Wednesday, April 6, 2011

HANDS


                                                            
When my wife and I were married almost a half of century ago, one of the photos in our wedding album was a picture of our crossed hands. I don’t remember it being taken and it must have seemed insignificant at the time. I was probably lost in the excitement of the day. For a few brief minutes the other day, looking for a different photo, I took out that album and I stared at that old black and white picture. Then I went and took her hand in mine and looked at the physical differences, all of these years have made to our hands. Those same hands, still wearing the same rings, we gave to each other on that day. Those hands that were so vibrant, unwrinkled, and unblemished back then, now showing the ravages of age and time. The bones are so much more apparent today, the skin parchment thin and peppered with age spots.
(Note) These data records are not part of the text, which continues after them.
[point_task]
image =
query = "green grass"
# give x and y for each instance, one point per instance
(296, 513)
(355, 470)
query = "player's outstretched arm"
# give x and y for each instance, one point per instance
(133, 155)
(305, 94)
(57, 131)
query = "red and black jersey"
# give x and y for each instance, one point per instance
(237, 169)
But then my meandering thoughts went in another direction and I thought of where those hands had been and how much they had accomplished over all of these years, and the stories they could tell if they could talk. I looked at her hands again and I saw them white with flour from the kitchen counter and black with dirt from the garden. Stained with berry juice at canning time and splotched with paint. I saw them dabbing tears from a little girls eyes and holding a wet cloth to a sick child’s forehead. I remember them turning the pages on a Doctor Seuss book while our son sat wide-eyed on her lap. I watched as they raced effortlessly back and forth on a typewriter keyboard and remembered the yards of cloth they had pushed through a sewing machine. I recalled how good they felt when they massaged the tension out of my shoulders after a hard days work, and the times they gently held my face while she softly kissed away all my troubles.
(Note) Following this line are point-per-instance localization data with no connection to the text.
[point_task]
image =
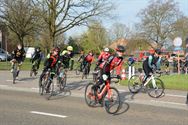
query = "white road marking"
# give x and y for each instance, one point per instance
(166, 102)
(47, 114)
(35, 88)
(181, 96)
(3, 85)
(16, 81)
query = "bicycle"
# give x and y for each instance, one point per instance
(34, 68)
(62, 78)
(15, 70)
(85, 71)
(153, 85)
(46, 79)
(77, 70)
(96, 74)
(108, 96)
Then I looked at my own hands and remembered the day I cut my finger off at work, --the scar still visible. I remember the countless nails I pounded building our home and the nail I shot through my finger-- the one that no longer bends. The times I played catch with my kids in the backyard and showed my son how to throw a curve ball in little league. There were the times they were black with soot from my days on the fire department or sticky with someone’s blood. The days I stood by my parents grave and wiped my own tears away with the back of my hands. The times I baited hooks for my kids in the boat and all the times I offered them in friendship to so many people, and the times I just held them to my face and clasped them in prayer.

But the times I remember the most is when I took her hands in mine and we walked and talked, or just sat and tried to give each other a transfusion of caring and love, as if our empathy and emotions could just flow miraculously from fingertip to fingertip. Her hands fit so well in mine that first time I held them way back then, and today---well they fit even better. It’s as if our hands somehow became the coupler for us, the point of origin that joined us together over all of our years of partnership and remarkably today. Their simple touch can convey our innermost thoughts through some unexplainable process, which defies explanation and needs no words.